На той же неделе в дом прибыл учитель, которому поручили обучать Моше грамоте, Торе и всем тем премудростям, что девочкам ни к чему.
Блестящего ученика из него не вышло, однако после смерти отца именно Моше стал тем хватким и сметливым парнем, на плечи которого легла львиная доля забот о торговых делах семьи. Лишь две странности остались в нем с тех дней, когда был он девочкой: Моше никогда не благодарил Бога за то, что тот «не сотворил его женщиной», [19] и золотой своей косы не позабыл вовек.
Иногда ненароком рука его легонько ощупывала затылок, словно надеясь обнаружить потерю, временами на Рабиновича нападала искательская лихорадка, и тогда он методично обшаривал каждый угол в доме, от погреба до чердака, копался в сундуках с одеждой и в комодах с постельным бельем.
19
За то, что Бог не сотворил его женщиной — слова из утренней молитвы, произносимой мужчинами.
Однажды Моше приехал по делам на «житний» [20] рынок в Одессу. Когда он проходил мимо одного маленького греческого ресторанчика, его взгляд случайно упал на миловидную еврейскую девушку, удивительно походившую на него обликом и движениями и словно воплощавшую в себе все несбывшиеся мечты его матери.
Рабинович вдруг ясно осознал, что перед ним стоит его женское отражение, та знаменитая сестра-близнец, заключенная в теле каждого мужчины, о которой столько написано, но лишь немногим счастливчикам выпадает встретить ее и еще более немногим доводится прикоснуться к ней.
20
Житний — крупяной (украинск.).
Целый день он неотступно следовал за девушкой, мысленно прикасаясь к аккуратно заплетенному золоту ее волос и вдыхая в себя воздух, в котором проплывало ее тело секунду назад, пока она не засмеялась, заметив его, и не села рядом на скамейку в городском саду.
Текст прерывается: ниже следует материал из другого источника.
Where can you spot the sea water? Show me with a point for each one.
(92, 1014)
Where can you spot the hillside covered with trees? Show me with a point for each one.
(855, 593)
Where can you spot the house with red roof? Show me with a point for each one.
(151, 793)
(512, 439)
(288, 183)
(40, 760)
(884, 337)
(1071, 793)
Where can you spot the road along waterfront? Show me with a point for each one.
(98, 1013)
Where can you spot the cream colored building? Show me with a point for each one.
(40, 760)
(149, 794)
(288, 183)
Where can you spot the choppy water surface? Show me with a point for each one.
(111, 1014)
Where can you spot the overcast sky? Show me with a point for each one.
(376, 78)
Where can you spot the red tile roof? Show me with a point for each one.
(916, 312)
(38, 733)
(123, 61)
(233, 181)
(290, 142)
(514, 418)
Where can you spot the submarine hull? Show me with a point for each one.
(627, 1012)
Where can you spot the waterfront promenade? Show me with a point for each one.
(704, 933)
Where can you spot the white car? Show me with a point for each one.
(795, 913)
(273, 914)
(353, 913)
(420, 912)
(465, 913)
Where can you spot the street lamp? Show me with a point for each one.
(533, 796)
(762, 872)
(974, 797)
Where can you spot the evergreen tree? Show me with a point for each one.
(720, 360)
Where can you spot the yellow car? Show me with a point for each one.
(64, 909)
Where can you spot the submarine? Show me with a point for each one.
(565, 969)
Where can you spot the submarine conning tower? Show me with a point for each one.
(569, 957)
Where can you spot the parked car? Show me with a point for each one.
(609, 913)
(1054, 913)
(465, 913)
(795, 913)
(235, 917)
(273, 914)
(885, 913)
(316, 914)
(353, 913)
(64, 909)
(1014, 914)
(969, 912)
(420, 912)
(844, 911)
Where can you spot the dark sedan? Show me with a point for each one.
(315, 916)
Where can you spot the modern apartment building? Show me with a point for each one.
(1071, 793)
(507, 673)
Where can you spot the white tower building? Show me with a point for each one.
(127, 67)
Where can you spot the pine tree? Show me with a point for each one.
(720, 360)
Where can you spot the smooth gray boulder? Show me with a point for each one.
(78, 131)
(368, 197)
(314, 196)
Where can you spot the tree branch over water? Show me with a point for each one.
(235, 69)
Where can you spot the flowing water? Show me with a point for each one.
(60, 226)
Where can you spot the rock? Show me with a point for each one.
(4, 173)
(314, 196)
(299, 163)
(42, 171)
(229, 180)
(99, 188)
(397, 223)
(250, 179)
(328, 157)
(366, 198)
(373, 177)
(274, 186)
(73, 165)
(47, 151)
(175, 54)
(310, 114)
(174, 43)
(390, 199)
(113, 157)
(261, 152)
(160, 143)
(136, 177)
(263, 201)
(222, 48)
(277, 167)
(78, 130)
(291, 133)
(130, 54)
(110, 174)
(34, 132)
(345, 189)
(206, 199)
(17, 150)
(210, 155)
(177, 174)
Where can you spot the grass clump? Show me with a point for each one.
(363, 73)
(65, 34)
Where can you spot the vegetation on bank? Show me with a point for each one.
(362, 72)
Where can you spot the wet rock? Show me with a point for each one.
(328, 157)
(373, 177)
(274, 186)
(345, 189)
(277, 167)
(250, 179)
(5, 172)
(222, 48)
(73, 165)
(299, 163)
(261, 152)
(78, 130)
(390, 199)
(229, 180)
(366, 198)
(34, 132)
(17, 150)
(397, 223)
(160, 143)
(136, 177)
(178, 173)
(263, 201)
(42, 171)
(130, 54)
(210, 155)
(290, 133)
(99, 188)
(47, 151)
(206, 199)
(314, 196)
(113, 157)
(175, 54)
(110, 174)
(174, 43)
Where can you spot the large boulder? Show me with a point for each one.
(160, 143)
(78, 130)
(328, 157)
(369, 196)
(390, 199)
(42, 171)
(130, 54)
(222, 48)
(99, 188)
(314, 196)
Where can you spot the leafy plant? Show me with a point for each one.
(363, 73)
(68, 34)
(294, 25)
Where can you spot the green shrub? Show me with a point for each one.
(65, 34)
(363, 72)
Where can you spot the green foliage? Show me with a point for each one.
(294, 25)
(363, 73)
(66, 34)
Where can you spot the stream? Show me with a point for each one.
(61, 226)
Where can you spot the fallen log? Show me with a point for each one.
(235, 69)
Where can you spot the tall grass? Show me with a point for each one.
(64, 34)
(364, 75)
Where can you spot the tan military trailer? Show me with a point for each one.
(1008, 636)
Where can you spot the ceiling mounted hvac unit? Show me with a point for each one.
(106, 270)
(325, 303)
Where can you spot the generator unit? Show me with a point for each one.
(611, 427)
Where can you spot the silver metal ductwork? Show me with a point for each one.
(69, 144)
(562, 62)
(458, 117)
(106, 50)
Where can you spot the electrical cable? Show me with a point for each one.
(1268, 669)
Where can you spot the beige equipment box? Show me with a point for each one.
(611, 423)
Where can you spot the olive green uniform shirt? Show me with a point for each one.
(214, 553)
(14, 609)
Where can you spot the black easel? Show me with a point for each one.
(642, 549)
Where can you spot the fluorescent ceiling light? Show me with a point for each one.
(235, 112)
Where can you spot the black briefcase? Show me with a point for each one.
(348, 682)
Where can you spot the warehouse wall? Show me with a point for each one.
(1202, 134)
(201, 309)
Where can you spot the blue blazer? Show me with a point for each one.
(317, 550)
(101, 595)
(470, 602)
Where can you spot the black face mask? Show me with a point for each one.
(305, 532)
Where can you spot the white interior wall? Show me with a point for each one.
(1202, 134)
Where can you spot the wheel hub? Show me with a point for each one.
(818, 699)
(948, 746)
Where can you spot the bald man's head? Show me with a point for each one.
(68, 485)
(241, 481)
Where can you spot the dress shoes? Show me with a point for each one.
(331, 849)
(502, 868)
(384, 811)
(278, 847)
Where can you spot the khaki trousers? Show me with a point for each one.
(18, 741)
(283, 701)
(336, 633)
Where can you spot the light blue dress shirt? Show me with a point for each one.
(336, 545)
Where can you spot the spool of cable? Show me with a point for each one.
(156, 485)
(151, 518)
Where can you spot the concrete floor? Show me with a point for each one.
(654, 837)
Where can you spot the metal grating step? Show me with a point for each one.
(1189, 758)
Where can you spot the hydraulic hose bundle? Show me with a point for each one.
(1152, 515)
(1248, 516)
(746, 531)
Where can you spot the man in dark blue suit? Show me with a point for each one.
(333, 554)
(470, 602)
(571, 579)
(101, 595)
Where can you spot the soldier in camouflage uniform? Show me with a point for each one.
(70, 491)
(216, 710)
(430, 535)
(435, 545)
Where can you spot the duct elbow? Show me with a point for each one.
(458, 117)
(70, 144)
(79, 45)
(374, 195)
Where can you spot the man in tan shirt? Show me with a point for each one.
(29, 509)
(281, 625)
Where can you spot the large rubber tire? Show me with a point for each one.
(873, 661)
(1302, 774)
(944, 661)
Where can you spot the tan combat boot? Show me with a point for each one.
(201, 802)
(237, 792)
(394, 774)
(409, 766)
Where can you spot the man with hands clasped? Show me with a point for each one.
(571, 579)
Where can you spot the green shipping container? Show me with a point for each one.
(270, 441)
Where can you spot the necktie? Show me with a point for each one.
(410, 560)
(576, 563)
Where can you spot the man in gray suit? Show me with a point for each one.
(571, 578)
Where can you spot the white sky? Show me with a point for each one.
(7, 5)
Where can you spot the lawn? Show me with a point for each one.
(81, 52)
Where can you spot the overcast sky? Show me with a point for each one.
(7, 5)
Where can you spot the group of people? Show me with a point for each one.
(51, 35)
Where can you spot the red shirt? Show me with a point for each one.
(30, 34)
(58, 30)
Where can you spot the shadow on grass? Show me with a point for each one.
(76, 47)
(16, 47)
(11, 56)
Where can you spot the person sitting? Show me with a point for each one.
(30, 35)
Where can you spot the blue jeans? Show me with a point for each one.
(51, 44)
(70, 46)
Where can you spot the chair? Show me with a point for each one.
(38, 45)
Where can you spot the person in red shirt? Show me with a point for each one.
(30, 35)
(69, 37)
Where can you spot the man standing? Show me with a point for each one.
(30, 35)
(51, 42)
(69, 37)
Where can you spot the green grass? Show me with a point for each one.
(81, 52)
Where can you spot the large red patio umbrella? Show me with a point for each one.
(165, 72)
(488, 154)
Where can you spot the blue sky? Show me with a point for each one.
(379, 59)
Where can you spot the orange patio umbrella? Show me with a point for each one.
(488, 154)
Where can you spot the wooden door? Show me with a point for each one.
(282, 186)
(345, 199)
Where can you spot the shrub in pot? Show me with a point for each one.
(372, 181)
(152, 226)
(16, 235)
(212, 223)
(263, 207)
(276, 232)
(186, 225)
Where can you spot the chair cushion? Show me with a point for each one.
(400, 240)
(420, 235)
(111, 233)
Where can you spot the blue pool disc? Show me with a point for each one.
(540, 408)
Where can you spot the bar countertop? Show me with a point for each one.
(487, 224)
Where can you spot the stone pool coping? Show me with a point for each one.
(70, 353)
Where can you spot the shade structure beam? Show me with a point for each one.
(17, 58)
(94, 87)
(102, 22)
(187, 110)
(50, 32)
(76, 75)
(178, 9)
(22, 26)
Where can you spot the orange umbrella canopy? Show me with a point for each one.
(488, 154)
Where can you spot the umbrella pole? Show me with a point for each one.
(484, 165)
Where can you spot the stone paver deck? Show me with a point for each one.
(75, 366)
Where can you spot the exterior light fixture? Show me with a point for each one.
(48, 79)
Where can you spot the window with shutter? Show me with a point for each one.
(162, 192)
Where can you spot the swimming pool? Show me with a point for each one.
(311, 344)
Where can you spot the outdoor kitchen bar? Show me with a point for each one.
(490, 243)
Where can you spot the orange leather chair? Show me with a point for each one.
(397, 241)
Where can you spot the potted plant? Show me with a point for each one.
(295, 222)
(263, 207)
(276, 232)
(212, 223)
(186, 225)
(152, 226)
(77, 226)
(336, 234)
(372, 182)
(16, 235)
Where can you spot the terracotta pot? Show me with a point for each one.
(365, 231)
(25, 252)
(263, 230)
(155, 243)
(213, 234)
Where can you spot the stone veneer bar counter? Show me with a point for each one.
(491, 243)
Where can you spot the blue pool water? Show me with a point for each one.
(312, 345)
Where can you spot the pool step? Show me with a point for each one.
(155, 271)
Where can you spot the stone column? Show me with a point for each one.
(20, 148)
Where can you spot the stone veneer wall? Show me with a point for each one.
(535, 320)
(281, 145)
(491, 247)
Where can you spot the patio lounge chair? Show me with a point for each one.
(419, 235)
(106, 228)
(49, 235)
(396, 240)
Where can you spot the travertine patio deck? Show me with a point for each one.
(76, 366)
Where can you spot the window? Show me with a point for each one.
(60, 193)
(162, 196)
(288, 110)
Незнакомку звали Тоней. Моше лущил жареные тыквенные семечки, очищал их от кожуры и подавал ей на ладони. Лихо орудуя складным ножиком, он нарезал астраханских яблок и сыра, полученного от матери на дорогу.
— Ты — сестра моя, — говорил он ей с трепетом, не вязавшимся с его тяжелой комплекцией, — сестра, которой у меня никогда не было.